Luisa (Marion Cotillard), esposa de um marido que faz filmes e, por isso, ele vive numa espécie de sonho no qual seus atos nem sempre são o que parecem. Ele pode criar temas românticos na sua imaginação, ele engendra fantasias, as vive e as dá. Mas ele não sabe distinguir seu trabalho de seu lar. Ele é o gênio, o diretor e ela a fã, a atriz, a amante. Infinitos sonhos tiveram a compartilhar num tempo em que cantavam juntos a noite toda ao telefone. Mas, como a respiração, ele abre a boca e só saem mentiras. Seu esforço de mentir e trair é exaustivo. E exausta ela confessa: “Não me admira não ter roteiro, pois está ocupado inventando sua vida”.


Carla (Penélope Cruz), a amante, uma brincadeira de faz de conta. A menina selvagem que ao se apaixonar por esse galã (des)conhecido, foi como se entrasse num quarto errado, onde o homem, na cama, não tem a mínima idéia de quem ela seja, mas a deseja. Enquanto ele vive sua vida sem dela se lembrar, ela insiste: “Eu continuo aqui... Vou ficar aqui te esperando com as pernas abertas”.


Lili (Judi Dench), a figurinista, seu constante incentivo a criar. Atenta à vontade do público de sorrir, amar e sonhar por meio dos filmes. Essas são propriedades infantes e assim, diz ela: “Se deixar de ser criança nunca irá fazer outro filme”.


Stephanie (Kate Hudson), a jornalista deslumbrada pelo estilo e beleza do cinema italiano e do uomo romano que despe as mulheres com os olhos. Curiosa tanto em relação aos limites do que se pode mostrar num filme quanto ao que o diretor não mostra no filme. Para ela, a vida é real com o cinema italiano.


Claudia (Nicole Kidman), atriz e inspiração ao mesmo tempo, cabelo e maquiagem para um papel que não se sabe o qual. A personagem que ao invés de ser a mulher por trás dos grandes homens, prefere ser o homem. Mulher fantasia sobre um pedestal, compartimentada e escondida entre os elementos que compõem sua personagem. Insatisfeita com o amor mediado pela câmera ela se mostra real: “Não consigo continuar com esse papel”.


Sem roteiro, sem inspiração, sem elenco... Sem filme. Sem mais invenções, o mestre confessa: “Não existe filme, não posso mais fingir”. Seu corpo se aproxima dos 50, mas sua mente dos 10, ele é a pessoa que nunca cresceu. O único filme que poderia fazer agora é o de um homem tentando ter o seu amor de volta. Um recomeço, uma história de reconciliação...

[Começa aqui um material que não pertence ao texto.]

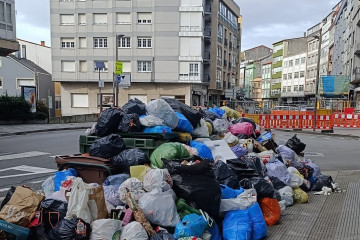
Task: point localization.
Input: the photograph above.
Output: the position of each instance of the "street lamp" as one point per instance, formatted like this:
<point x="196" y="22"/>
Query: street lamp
<point x="319" y="37"/>
<point x="115" y="83"/>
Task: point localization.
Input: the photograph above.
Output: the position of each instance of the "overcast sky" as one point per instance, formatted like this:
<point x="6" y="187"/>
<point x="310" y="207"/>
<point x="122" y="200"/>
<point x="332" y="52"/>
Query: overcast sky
<point x="264" y="21"/>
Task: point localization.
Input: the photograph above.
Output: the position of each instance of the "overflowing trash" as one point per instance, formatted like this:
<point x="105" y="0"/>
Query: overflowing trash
<point x="164" y="170"/>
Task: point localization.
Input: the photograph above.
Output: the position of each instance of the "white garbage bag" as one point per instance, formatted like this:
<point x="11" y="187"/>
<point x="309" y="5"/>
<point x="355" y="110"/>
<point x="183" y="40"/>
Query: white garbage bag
<point x="296" y="179"/>
<point x="135" y="187"/>
<point x="105" y="229"/>
<point x="159" y="208"/>
<point x="151" y="121"/>
<point x="133" y="231"/>
<point x="279" y="170"/>
<point x="155" y="177"/>
<point x="243" y="201"/>
<point x="202" y="130"/>
<point x="161" y="109"/>
<point x="286" y="195"/>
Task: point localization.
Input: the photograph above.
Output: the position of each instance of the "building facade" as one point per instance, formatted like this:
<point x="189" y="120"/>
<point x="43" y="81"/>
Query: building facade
<point x="182" y="49"/>
<point x="8" y="43"/>
<point x="293" y="78"/>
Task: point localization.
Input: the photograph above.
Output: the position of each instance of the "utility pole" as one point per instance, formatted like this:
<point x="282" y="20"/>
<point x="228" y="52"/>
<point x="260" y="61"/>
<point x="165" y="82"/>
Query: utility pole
<point x="317" y="77"/>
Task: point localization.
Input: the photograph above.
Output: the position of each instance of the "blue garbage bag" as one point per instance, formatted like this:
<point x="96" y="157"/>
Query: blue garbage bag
<point x="259" y="228"/>
<point x="265" y="137"/>
<point x="191" y="225"/>
<point x="184" y="124"/>
<point x="157" y="129"/>
<point x="203" y="150"/>
<point x="228" y="193"/>
<point x="218" y="111"/>
<point x="60" y="176"/>
<point x="237" y="225"/>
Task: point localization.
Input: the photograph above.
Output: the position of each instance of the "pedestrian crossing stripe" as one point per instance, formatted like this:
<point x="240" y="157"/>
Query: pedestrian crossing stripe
<point x="22" y="155"/>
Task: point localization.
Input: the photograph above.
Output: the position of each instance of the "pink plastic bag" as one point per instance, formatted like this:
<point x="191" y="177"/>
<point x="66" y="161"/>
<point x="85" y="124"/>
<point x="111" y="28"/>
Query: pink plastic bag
<point x="242" y="128"/>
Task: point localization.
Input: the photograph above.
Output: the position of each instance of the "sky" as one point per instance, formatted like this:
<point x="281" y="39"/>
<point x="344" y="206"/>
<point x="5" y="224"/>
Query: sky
<point x="264" y="21"/>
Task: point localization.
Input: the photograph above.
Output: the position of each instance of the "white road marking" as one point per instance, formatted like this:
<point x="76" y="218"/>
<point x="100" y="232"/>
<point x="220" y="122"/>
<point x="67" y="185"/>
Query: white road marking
<point x="4" y="189"/>
<point x="28" y="169"/>
<point x="22" y="155"/>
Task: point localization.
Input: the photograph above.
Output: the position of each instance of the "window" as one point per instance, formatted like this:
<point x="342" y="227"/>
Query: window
<point x="123" y="18"/>
<point x="100" y="42"/>
<point x="67" y="19"/>
<point x="194" y="70"/>
<point x="124" y="42"/>
<point x="24" y="82"/>
<point x="79" y="100"/>
<point x="144" y="18"/>
<point x="83" y="66"/>
<point x="82" y="42"/>
<point x="303" y="60"/>
<point x="105" y="69"/>
<point x="144" y="66"/>
<point x="82" y="19"/>
<point x="144" y="42"/>
<point x="100" y="18"/>
<point x="68" y="66"/>
<point x="67" y="42"/>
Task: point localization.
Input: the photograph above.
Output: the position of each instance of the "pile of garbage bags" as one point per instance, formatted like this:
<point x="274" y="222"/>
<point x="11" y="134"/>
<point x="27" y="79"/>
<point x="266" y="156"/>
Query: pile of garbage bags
<point x="226" y="183"/>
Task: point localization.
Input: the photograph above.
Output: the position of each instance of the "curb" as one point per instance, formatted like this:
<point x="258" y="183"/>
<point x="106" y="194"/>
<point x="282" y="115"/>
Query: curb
<point x="41" y="130"/>
<point x="319" y="133"/>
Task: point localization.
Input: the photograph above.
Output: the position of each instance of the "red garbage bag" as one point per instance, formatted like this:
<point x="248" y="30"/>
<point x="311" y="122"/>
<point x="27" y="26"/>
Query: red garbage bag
<point x="271" y="210"/>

Título: Nine. Direção: Guido Contini. Ação!


Quando deixamos nosso eu criança sentar em nosso colo, o roteiro da vida se abre e a criatividade desata dançando solta. Assim se mostra "NINE" (2009), do diretor Rob Marshall, fazendo da ausência de roteiro um roteiro poético e caloroso, a ponto de provocar êxtase e saudade.